Not in the sense that Nintendo will release the next grand Mario or Zelda adventure on Android and iOS, but in the sense that it will focus much more heavily on mobile than it's been so far. Incoming Nintendo president Shuntaro Furukawa is planning to focus on growing Nintendo’s small mobile games business with a “single game-changing hit,” Venture Beat reports, saying that his goal is to build a 100 billion yen (U.S. $910 million) mobile gaming business.

Nintendo's mobile business currently amounts to 39.3 billion yen (U.S. $358 million), which represents only around 4 percent of its total revenues. In order to achieve his goal, Furukawa will have to roughly triple the revenues coming in from mobile titles. No easy task, this, considering Nintendo's current reluctance to release console-quality, or at least close thereof, games on mobile. But the company's new president seems to have an idea.
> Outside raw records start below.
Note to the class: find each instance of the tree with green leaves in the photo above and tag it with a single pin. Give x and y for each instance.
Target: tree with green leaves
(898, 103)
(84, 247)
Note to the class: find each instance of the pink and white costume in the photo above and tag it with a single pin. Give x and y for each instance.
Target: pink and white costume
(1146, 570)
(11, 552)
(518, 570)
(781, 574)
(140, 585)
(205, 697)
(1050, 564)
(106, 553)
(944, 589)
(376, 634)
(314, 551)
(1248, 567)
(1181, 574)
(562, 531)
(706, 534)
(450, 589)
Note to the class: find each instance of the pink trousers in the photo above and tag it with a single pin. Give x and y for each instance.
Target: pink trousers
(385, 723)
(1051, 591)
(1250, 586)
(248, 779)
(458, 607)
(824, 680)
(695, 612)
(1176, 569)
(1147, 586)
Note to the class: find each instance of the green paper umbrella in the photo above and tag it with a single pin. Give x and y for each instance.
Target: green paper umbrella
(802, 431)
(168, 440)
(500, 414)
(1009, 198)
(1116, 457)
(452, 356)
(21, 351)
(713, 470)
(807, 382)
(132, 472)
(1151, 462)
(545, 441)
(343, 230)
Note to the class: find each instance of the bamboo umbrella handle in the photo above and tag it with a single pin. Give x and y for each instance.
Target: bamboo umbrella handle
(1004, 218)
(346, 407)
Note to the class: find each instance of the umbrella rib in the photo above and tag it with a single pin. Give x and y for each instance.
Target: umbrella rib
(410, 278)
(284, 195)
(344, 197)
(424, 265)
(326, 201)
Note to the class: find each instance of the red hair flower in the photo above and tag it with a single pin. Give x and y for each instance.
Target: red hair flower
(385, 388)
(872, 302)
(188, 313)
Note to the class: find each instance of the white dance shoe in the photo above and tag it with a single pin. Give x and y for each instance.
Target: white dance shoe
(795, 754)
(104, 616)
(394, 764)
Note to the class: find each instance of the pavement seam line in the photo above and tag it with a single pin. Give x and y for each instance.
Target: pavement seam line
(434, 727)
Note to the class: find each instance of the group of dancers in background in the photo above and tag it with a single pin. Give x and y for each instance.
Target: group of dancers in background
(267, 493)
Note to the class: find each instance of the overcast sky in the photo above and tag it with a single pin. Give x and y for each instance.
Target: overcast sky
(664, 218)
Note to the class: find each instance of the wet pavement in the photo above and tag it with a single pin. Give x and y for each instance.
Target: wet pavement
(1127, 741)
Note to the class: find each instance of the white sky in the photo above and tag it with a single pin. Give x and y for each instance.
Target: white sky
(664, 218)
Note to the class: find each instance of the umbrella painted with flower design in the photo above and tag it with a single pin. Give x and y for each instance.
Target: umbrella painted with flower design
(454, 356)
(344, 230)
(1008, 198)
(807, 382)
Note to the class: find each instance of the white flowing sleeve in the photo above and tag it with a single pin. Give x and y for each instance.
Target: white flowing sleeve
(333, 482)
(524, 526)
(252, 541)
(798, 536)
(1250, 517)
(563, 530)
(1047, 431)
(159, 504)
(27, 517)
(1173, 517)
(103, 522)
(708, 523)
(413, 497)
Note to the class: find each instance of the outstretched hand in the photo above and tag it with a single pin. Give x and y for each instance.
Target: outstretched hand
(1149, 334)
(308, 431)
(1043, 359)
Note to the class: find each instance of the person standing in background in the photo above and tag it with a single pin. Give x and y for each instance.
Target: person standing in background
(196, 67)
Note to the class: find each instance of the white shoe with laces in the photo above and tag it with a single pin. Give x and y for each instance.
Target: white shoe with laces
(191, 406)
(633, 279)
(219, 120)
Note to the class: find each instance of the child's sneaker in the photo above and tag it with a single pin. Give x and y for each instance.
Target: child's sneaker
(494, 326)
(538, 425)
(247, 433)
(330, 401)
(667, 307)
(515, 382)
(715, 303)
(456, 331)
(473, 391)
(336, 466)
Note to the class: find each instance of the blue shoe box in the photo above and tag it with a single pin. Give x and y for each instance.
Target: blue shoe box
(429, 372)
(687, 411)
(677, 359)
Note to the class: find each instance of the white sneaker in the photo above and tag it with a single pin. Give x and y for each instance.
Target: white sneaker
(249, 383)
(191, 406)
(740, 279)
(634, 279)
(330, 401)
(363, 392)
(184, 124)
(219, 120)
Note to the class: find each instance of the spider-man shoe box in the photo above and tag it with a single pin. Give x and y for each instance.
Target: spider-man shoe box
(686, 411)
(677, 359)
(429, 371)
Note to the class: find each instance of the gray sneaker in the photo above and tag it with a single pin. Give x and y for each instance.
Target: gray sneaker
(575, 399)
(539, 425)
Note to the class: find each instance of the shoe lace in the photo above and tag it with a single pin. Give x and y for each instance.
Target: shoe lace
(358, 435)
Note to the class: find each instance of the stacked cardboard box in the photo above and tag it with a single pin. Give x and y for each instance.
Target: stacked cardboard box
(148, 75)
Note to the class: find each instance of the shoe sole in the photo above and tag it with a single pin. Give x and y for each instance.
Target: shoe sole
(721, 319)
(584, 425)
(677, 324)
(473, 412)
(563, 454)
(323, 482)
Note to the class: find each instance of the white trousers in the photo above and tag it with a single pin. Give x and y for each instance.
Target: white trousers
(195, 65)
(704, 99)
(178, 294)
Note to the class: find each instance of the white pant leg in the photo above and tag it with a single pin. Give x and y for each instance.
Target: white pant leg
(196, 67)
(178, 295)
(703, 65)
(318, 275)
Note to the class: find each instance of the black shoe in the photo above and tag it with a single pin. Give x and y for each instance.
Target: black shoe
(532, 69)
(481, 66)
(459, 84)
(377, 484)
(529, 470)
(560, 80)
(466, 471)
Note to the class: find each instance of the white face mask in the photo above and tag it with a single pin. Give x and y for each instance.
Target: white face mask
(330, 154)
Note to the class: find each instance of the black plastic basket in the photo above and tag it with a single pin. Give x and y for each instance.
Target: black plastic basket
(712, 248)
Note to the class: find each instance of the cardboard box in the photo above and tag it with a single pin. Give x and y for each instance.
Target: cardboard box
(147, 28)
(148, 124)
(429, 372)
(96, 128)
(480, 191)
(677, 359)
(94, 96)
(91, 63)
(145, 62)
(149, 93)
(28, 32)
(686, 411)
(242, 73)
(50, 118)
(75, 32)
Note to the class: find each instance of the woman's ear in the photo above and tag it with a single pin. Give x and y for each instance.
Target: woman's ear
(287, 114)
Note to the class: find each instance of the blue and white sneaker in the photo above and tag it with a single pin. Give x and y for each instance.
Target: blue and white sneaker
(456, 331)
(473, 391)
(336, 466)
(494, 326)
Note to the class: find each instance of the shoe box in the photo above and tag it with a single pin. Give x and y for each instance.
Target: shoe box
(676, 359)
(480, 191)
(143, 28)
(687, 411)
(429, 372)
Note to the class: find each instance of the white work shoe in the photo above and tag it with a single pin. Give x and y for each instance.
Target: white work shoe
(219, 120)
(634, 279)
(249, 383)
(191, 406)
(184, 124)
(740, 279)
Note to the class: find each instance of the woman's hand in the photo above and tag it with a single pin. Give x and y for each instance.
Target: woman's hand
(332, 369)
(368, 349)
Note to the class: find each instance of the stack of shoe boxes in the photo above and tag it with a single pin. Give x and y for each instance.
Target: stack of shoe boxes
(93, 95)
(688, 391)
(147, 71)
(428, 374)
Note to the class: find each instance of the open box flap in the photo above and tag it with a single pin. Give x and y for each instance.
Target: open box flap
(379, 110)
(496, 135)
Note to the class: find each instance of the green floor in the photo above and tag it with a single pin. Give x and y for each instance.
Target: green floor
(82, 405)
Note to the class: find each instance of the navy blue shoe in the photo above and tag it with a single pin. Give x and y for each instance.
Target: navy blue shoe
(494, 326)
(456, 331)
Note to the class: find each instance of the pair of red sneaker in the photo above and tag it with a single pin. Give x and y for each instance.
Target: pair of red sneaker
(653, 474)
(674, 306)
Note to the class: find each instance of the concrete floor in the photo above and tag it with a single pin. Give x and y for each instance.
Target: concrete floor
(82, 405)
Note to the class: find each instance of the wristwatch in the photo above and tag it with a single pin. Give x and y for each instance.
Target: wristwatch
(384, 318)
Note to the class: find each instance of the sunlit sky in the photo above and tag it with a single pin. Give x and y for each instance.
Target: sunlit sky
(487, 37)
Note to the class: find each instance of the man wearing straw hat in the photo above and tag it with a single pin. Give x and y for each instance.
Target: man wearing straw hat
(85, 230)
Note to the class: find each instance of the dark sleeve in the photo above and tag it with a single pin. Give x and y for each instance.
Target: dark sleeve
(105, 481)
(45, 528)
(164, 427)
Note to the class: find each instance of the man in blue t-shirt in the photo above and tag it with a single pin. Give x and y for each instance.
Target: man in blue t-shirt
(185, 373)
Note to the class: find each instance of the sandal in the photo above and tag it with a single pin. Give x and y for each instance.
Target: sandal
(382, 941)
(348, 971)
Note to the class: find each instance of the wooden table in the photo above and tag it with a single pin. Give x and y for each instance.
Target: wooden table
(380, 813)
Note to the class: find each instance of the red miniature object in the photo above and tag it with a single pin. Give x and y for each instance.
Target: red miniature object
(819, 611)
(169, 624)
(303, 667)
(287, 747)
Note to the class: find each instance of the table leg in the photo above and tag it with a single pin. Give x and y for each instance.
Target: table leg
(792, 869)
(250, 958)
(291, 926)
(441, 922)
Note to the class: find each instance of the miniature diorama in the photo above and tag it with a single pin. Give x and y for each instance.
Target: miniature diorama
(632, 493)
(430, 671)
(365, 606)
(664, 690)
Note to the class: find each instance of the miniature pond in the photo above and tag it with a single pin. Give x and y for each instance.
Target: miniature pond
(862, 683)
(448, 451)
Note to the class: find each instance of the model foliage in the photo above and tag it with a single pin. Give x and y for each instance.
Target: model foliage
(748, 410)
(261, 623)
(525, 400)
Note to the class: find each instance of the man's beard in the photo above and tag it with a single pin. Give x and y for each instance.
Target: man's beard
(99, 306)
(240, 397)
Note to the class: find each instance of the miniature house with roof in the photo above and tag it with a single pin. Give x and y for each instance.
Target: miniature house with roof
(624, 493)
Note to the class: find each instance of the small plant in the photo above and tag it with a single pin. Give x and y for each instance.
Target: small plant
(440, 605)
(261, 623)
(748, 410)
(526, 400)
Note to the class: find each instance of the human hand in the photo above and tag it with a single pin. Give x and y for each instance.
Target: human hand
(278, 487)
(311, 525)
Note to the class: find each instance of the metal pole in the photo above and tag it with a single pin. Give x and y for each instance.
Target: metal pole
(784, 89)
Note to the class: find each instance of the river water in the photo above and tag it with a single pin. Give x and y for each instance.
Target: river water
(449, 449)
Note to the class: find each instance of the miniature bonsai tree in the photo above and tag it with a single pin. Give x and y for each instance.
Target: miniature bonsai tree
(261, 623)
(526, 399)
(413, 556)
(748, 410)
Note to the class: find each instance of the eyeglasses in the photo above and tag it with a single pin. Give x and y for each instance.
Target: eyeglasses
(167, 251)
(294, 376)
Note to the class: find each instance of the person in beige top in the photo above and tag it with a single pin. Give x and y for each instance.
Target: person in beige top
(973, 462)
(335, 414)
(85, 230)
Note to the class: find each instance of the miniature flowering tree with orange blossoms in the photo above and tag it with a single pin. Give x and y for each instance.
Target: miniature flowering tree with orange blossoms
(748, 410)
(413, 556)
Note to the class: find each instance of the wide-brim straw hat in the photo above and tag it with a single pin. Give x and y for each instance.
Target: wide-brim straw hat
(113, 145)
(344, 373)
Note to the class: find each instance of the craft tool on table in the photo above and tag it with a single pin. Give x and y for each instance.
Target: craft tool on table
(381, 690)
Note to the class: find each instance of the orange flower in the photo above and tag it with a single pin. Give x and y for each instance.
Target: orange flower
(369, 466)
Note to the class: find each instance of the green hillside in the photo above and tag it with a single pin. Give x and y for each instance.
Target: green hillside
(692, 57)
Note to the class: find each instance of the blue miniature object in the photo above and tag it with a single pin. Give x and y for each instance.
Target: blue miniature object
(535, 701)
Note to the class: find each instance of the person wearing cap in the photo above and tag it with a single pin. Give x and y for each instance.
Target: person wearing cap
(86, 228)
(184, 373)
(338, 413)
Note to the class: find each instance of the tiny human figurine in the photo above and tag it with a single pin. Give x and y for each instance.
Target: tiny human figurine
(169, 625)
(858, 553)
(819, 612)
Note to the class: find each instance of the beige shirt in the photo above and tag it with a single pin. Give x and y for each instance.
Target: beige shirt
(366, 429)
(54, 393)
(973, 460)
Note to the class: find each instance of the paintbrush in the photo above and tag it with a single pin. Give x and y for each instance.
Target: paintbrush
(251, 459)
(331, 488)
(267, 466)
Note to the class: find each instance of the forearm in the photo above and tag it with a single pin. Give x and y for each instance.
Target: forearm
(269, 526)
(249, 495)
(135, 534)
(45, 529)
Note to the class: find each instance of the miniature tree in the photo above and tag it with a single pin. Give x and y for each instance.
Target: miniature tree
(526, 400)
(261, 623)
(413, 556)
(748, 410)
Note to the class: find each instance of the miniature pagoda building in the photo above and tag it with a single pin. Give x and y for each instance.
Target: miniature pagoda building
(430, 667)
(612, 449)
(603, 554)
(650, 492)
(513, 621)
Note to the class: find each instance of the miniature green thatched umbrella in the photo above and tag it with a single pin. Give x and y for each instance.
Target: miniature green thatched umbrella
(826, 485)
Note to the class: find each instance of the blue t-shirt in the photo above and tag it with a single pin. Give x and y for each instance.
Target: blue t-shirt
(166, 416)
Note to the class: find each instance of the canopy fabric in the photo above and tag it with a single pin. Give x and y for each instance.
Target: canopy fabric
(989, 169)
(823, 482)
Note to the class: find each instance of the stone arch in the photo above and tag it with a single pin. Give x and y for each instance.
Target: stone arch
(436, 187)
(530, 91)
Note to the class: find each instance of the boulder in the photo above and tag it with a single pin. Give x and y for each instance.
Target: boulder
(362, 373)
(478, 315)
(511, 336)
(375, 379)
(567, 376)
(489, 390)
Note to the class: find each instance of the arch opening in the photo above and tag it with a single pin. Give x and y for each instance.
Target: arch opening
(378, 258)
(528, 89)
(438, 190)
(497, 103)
According to Nikkei interview with Furukawa, he is looking for a title that mirrors the success of Pokémon Go, which he believes succeeded because developer Niantic managed to tailor the gameplay, story, and entire experience to better suit the smartphone format. Nintendo is certainly a company that knows how to play to a system's strengths—all you need is to take a look at a console Mario game and one of the handheld titles to see the fundamental differences and strengths of each—but Furukawa doesn't yet know what this heavy-hitter will be. “I can’t say that there are any that are like that” in development, Furukawa told Nikkei.